Control the matrix view¶
You can modify the matrix view by changing the sort criteria or the metric used to calculate the association. These controls are available below the matrix:
The Sort by option allows you to sort by:
- Cluster (the default).
- Importance to the target (value from the Data page).
- Alphabetically.
The Metric selection determines how DataRobot calculates the association between feature pairs, using either the Mutual Information or Cramer's V correlation algorithms.
The Feature List selection allows you to compute feature association for any of the project's feature lists. If you select a list, the page refreshes and displays the matrix for the selected feature list.
Additionally, if you previously highlighted a section of the matrix for closer observation, click Reset Zoom to return to the full matrix view.
More info...¶
The following sections include:
- A general discussion about associations.
- Understanding the mutual information and Cramer's V metrics.
- How associations are calculated.
What are associations?¶
There is a lot of terminology to describe a feature pair's relationship to each other—feature associations, mutual dependence, levels of co-occurrence, and correlations (although technically this is somewhat different) to name the more common examples. The Feature Association tab is a tool to help visualize the association, both through a wide angle lens (the full matrix) and more close up (both matrix zoom and feature association pair details).
Looking at the matrix, each dot tells you, "If I know the value of one of these features, how accurate will my guess be as to the value of the other?" The metric value puts a numeric value on that answer. The closer the metric value is to 0, the more independent the features are of each other. Knowing one doesn't tell you much about the other. A score of 1, on the other hand, says that if you know X, you know Y. Intermediate values indicate a pattern, but aren't completely reliable. The closer they are to "perfect mutual information" or 1, the higher their metric score and the darker their representation on the matrix.
More about metrics¶
The metric score is responsible for ordering and positioning of clusters and features in the matrix and the detail pane. You can select either the Mutual Information (the default) or Cramer's V metric. These metrics are well-documented on the internet:
- A technical overview of Mutual Information on Wikipedia.
- A longer discussion of Mutual Information on Scholarpedia, with examples.
- A technical overview of Cramer's V on Wikipedia.
- A Cramer's V tutorial of "what and why."
Both metrics measure dependence between features and selection is largely dependent on preference and familiarity. Keep in mind that Cramer's V is more sensitive and, as such, when features depend weakly on each other it reports associations that Mutual Information may not.

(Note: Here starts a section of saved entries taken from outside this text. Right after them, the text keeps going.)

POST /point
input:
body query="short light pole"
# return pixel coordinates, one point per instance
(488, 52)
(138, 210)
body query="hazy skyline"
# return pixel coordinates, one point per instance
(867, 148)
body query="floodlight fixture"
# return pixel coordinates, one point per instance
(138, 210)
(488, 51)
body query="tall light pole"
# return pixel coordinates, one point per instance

How associations are calculated¶
When calculating associations, DataRobot selects the top 50 numeric and categorical features (or all features if fewer than 50). "Top" is defined as those features with the highest importance score, the value that represents a feature's association with the target. Data from those features is then randomly subsampled to a maximum of 10k rows.
Note the following:
- For associations, DataRobot performs quantile binning of numerical features and does no data imputation. Missing values are grouped as a new bin.
- Outlying values are excluded from correlational analysis.
- For clustering, features below an association threshold of 0.1 are eliminated.
- If all features are relatively independent of each other—no distinct families—DataRobot displays the matrix but all dots are white.
- Features missing over 90% of their values are excluded from calculations.
- High-cardinality categorical features with more than 2000 values are excluded from calculations.